Transparency International Ranks Egypt among Worst Corrupt Legal Systems

Transparency International Ranks Egypt among Worst Corrupt Legal Systems

The Transparency International Organization has ranked Egypt among the worst countries as much as judicial systems are concerned.
 
The organization confirmed in its annual report about the administrative and legislative performance in about 100 countries, issued later last month, that Egypt is suffering from a legal corruption and executive authority”s intervention in the judiciary work.
 
The report is laid down by a group of UN legal experts, civil society agencies and former World Bank advisors.
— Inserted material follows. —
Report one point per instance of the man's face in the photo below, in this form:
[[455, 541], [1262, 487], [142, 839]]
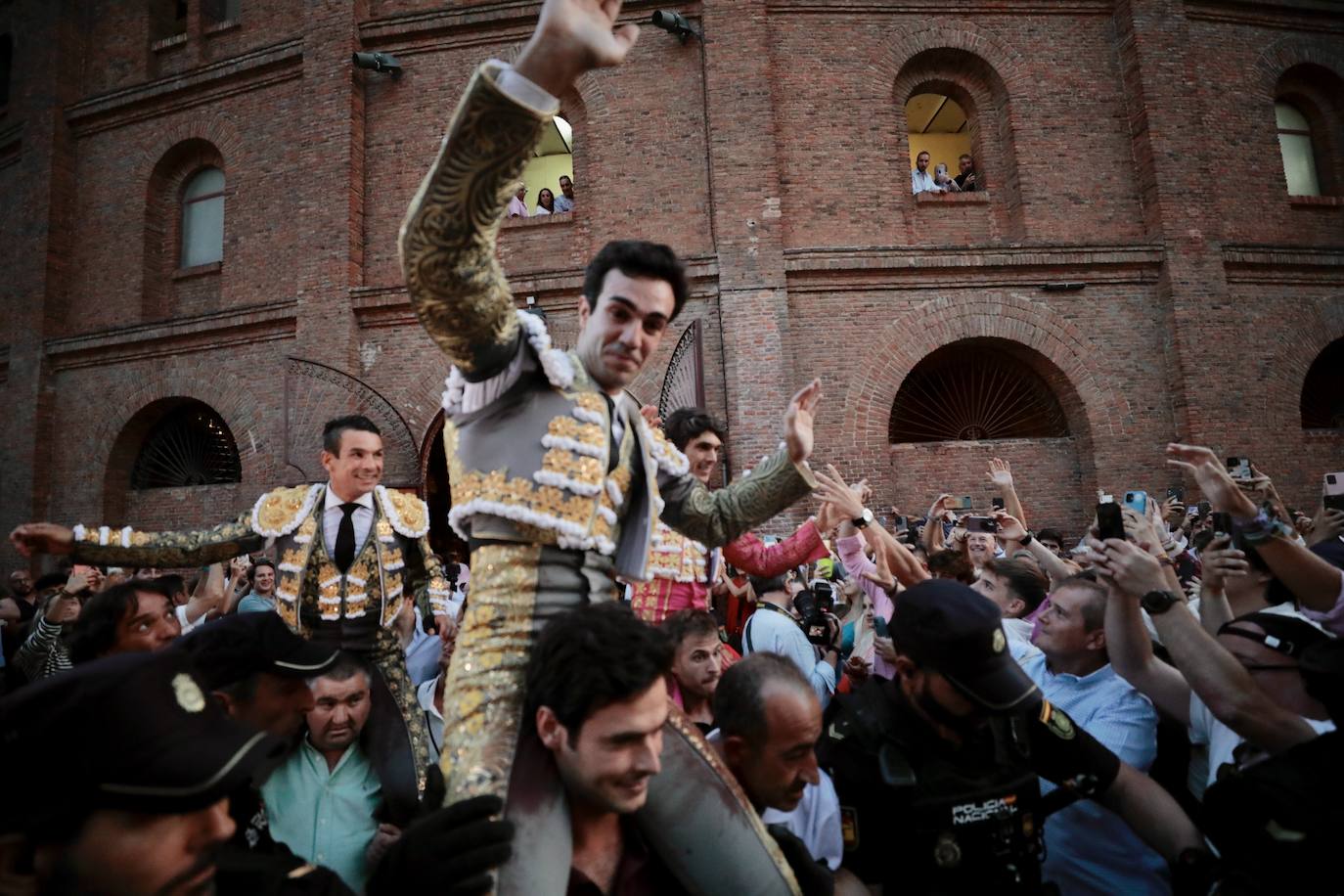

It demanded the Egyptian government to curb the wide-spread legal corruption, work for reaching a judicial independence and to protect the public prosecution from the government authority .
 
The report confirmed that democracy will never take effect in Egypt so long as the government refuses to give the judiciary a full independence, and so long as it intervenes in picking up the attorney general .
 
An official source in the Judges” Club confirmed that the government refused a bill law submitted by the club aiming at a full independence of judiciary authority from the executive authority like the US system that authorizes the Supreme Court to run judicial affairs.
 
The source confirmed that the government was about to address some demands of the club in 2006, but it backpedaled and issued the law of extending retirement age of the judges although the Judges” Club general assembly rejected it. The source confirmed also that the government amended the law of legal procedures last June  to allow the Justice Minister to intervene in the judiciary works with establishing circuits in the Courts of Appeals to seize the power of the Court of Cassation, the highest judicial body, under the pretext of the accumulation of cases.
 
Councilor Hisham Al Bastawisi said in press statements that the government doesn”t want an independent judicial system, and plans to ignore recommendations of the Judges” Club.
 
On the other hand, councilor Mahmoud Al Khodairi, the head of the Alexandria”s Judges” Club, rejected in a statement to Ikhwanweb that legal texts become the only guarantee for the judicial independence. He stressed that the judicial reform process must be accompanied by a full reform process in the country, so that the judge”s fairness takes effect in a wider environment of fairness in the society.
 
Al Khodairi added:” We must work for the independence of the conscience of the judges, not only through texts, to guarantee that these texts are activated and are freed of the daily social and political pressures facing ordinary citizens.
 
Judicial sources feared that the Transparency International”s reports may be exploited to impose international sanctions on Egypt and other Third World countries, that ignore anti-corruption criteria in their legal systems.
 
The US House has proposed a bill last June, 21st, of blocking $200mln in annual aid to Egypt till it improves its exercises towards human rights and judicial independence. The US Senate”s appropriators approved the aid till a final decision around the cuts is issued by end of this year.
 
Transparency International”s report mentions that citizens pay bribes in more than 25 countries so as to reach their fair rights through courts . It pointed out that bribery and political blackmailing led to the erosion of the social system and the emergence of a judicial system for the poor and another one for the rich.
 
The report pointed to the spread of bribes among employees at the Courts of First Instance in several countries under covert claims of tips and loss of case papers.
 
It explained that some countries exercise pressures on judges through transferring them to remote areas, moving them from sensitive cases, appointing inefficient judicial officials, employing them in unsafe working conditions and with low salaries.